In MySQL this can be done like this:

select salespeople.name,
       -- find max deal size for this salesperson
       ( select max(amount) as amount from all_sales
         where all_sales.salesperson_id = salespeople.id
       )
       as amount,
       -- find customer for this max size
       ( select customer_name
         from all_sales where all_sales.salesperson_id = salespeople.id
         and all_sales.amount =
              -- the max size, again
              ( select max(amount) as amount from all_sales
                where all_sales.salesperson_id = salespeople.id
              )
       )
       as customer_name
from
salespeople;

That calculates the max size twice per salesperson, once in the first
subquery and once in the second, which is inefficient. We would like
to calculate it once per salesperson and "cache" it.

Usually to cache results we can use a derived table, so we try:

select salespeople.name,
       max_sale.amount,
       customer_of_max_sale.customer_name
from
salespeople,
-- calculate max size and cache it in transient tmp table "max_sale"
( select max(amount) as amount from all_sales
  where all_sales.salesperson_id = salespeople.id
)
as max_sale,
-- find customer, reusing cached max size
( select customer_name
  from all_sales where all_sales.salesperson_id = salespeople.id
  and all_sales.amount =
  -- the cached max size
  max_sale.amount
)
as customer_of_max_sale;

This is illegal in SQL92 because a derived table cannot depend on
other tables in the same FROM clause (it has to be constant over the
query's duration).
In SQL99 it becomes legal if one adds the keyword LATERAL:

select salespeople.name,
       max_sale.amount,
       customer_of_max_sale.customer_name
from
salespeople,
-- calculate max size and cache it in transient tmp table "max_sale"
LATERAL
( select max(amount) as amount from all_sales
  where all_sales.salesperson_id = salespeople.id
)
as max_sale,
-- find customer, reusing cached max size
LATERAL
( select customer_name
  from all_sales where all_sales.salesperson_id = salespeople.id
  and all_sales.amount = max_sale.amount
)
as customer_of_max_sale;

which means "this derived table depends on previous tables on its
side" (which are... lateral).

2) Second approach: another solution to achieve our goal could be:

select salespeople.name,
       -- find max size and customer in one go
       ( select amount, customer_name from all_sales
         where all_sales.salesperson_id = salespeople.id
         order by amount desc limit 1
       )
from
salespeople;

it is efficient but illegal as a subquery in the SELECT list may not
return more than one column, in SQL.

We can rewrite to a derived table, which can have two columns:

select salespeople.name, max_sale.amount, max_sale.customer_name
from
salespeople,
-- find max size and customer in one go
( select amount, customer_name from all_sales
  where all_sales.salesperson_id = salespeople.id
  order by amount desc limit 1
)
as max_sale;

but then our derived table is dependent on the salespeople table,
which requires support for LATERAL.

In short, LATERAL is the efficient solution to all drawbacks in the
two tried approaches.

F-1 Support LATERAL keyword, reserved in SQL:99, in front of a derived table's
definition. A derived table with a LATERAL keyword can only occur in FROM,
either in the comma-separated list of tables, or inside a JOIN part:
SELECT ... FROM
t1, ...,
LATERAL (SELECT ... WHERE t1.a=...) AS alias,
t2 LEFT JOIN (t3 JOIN LATERAL (SELECT ...) AS alias2 ON ...) ON ...;
There can be several derived tables with a LATERAL keyword for each.

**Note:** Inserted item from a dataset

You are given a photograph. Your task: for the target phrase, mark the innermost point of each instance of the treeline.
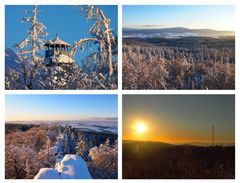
(40, 147)
(98, 70)
(149, 66)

F-2 if a derived table is prefixed with the LATERAL keyword, in its definition
it can reference columns from tables which precede it in the FROM clause.

F-3 if a derived table is prefixed with the LATERAL keyword, it is re-evaluated
so that its content is always up-to-date with the referenced outer columns. For
example, in F-1, the content of 'alias' has to change every time a new row of t1
is processed by the top query.

F-4 if a lateral derived table 'alias' depends on table t1, it is forbidden that
there be a LEFT JOIN with 'alias' on left and t1 on right (or a symmetric RIGHT
JOIN). For example these should return error:
SELECT ... FROM
t1 RIGHT JOIN LATERAL (SELECT ... WHERE t1.a=...) AS alias ON 1;
SELECT ... FROM
LATERAL (SELECT ... WHERE t1.a=...) AS alias LEFT JOIN t1 ON 1;

F-5 This feature should not affect views and CTEs, only derived tables: there is
no SQL syntax to specify that a view/CTE is "lateral"; but using LATERAL for a
derived table inside the definition of a CTE/view is ok.

F-6 in EXPLAIN and in optimizer trace it should be visible at which stage in
execution a lateral derived table is rematerialized.

F-7 in optimizer trace the specific cost calculations for a lateral derived
table should be visible.

NF-1 depending on its definition, a lateral derived table may be merged in outer
query or materialized into a tmp table.

NF-2 if a lateral derived table turns out, after analysis, to not contain
references to other tables, the query should execute as fast as if the LATERAL
word had not been specified, and as fast as MySQL 8.0.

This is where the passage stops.